Performanslar uyumsuz görünüyorAncak olumsuz eğilim yeni sezonda da devam ediyor gibi görünüyor. Bu hafta sonu Arsenal ile 1-1 berabere kalmalarının ardından City, Premier Lig'deki ilk beş maçından sadece yedi puan topladı ve şu anda dokuzuncu sırada yer alıyor. Lig lideri Liverpool'un sekiz puan gerisindeler. Guardiola, teknik direktörlük kariyerindeki hiçbir kulübünde, ne Barcelona'da, ne Bayern Münih'te, ne de Manchester'daki önceki yıllarında, böylesine inişli çıkışlı bir sezon başlangıcı yaşamamıştı.
Asıl endişe kaynağı sonuçlar değil, bu sonuçların nasıl elde edildiğidir.
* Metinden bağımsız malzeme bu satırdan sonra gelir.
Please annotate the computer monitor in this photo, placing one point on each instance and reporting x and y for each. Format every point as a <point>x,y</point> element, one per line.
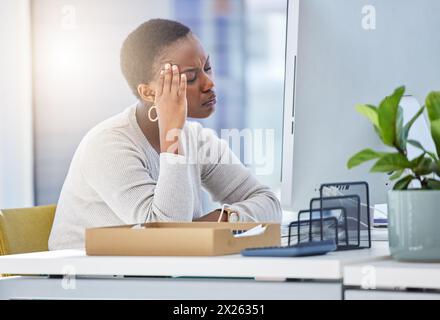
<point>341,53</point>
Guardiola'nın takımı artık eskisi gibi uzun süreler boyunca kontrollü bir şekilde oyuna hükmedemiyor, hatta domine edemiyor. Performansları şaşırtıcı derecede uyumsuz, neredeyse teknik direktörlerin hareketleri gibi. Bir ara, Guardiola'nın etrafında o kadar çok yardımcı antrenör toplanmıştı ki, dördüncü hakem müdahale etmek zorunda kalmıştı. Ancak geçmişte, yardımcı antrenörleriyle yapılan görüşmeler çoğunlukla arka planda, gizlice gerçekleşiyordu. Guardiola genellikle kenarda yalnızdı.
Mevcut durum, Guardiola'nın City'deki ilk sezonu olan 2016/17 sezonunu hatırlatıyor; teknik direktör ve takım arasında ilk başta bir bağ kurulması gerekiyordu. Bu sefer de yeni transferlerin uyumu yavaş ilerliyor. Bir yandan, City'nin katıldığı ABD'deki Kulüpler Dünya Kupası nedeniyle uyum sağlamak için çok az zamanları olduğu için, diğer yandan da Premier Lig'in yüksek yoğunluğuyla başa çıkmak zorunda oldukları için. Diğer yandan, standartları belirleyen selefleriyle kıyaslanıyorlar.
Sayısız oyuncu değişikliği iz bıraktı; net bir hiyerarşi hâlâ eksik. Son üç sezonda kaptanlık pazubandını takan üçüncü oyuncu olan deneyimli Bernardo Silva şimdiden belli. Şimdiye kadarki performanslar, takımın hâlâ ayaklarını bulmaya çalıştığını gösteriyor. En azından çekirdek kadro yerli yerinde: yeni kaleci Gianluigi Donnarumma , orta saha stratejisti Rodrigo ve forvet Erling Haaland.
Filozoftan pragmatisteEstetik topla oynama futbolu Guardiola'nın ilan ettiği ideali olmaya devam etse de, artık ilkelerinden sapmaya hazır. City son zamanlarda defalarca derin savunma yaptı; görünüşe göre rakiplerinin üstün olduğunun ve teknik direktörün oyuncularına henüz tam olarak güvenmediğinin farkındaydı. Arsenal karşısında ise City, Guardiola liderliğindeki 601 lig maçındaki en düşük yüzde olan %32,8'lik topla oynama oranına ulaştı. Spor dergisi "The Athletic", "Filozof artık pragmatist oldu," diye yorumladı.
Bu değişim Guardiola'nın tavrına da yansıyor. Teknik direktör sık sık gergin ve inatçı görünüyordu. Ayrıca bir önceki sezonun sefaletinden fiziksel olarak da etkilenmiş, yüzünde sayısız çizik oluşmuştu. Bu dönemde, otuz yılı aşkın evliliği dağılmıştı. Ancak şimdi, sportif sıkıntılarına rağmen, Guardiola şaşırtıcı derecede rahat görünüyor. Yeni bir rekor kırmak için kasıtlı olarak topla oynama rekorunu kırdığını söyleyerek şaka yaptı. Ve ekledi: "On yılda bir böyle oynamak fena değil, değil mi?"
Neşeli ruh hali, (kendisine yüklediği) muazzam başarı baskısının, felaketle sonuçlanan önceki sezonun ardından bir perspektife oturtulduğunu gösteriyor. Guardiola, bugünlerde sonuçlardan çok takımının doğru tutumuyla ilgilendiğini defalarca vurguladı. Jürgen Klopp da Liverpool FC'deki son sezonunda benzer bir rahatlık yaşamıştı. Guardiola'nın yeni kazandığı rahatlık hayal bile edilemeyecek bir enerjiyi açığa çıkarmazsa, yakında eski dostu Txiki Begiristain'in örneğini izleyip Manchester City'den emekli olabilir.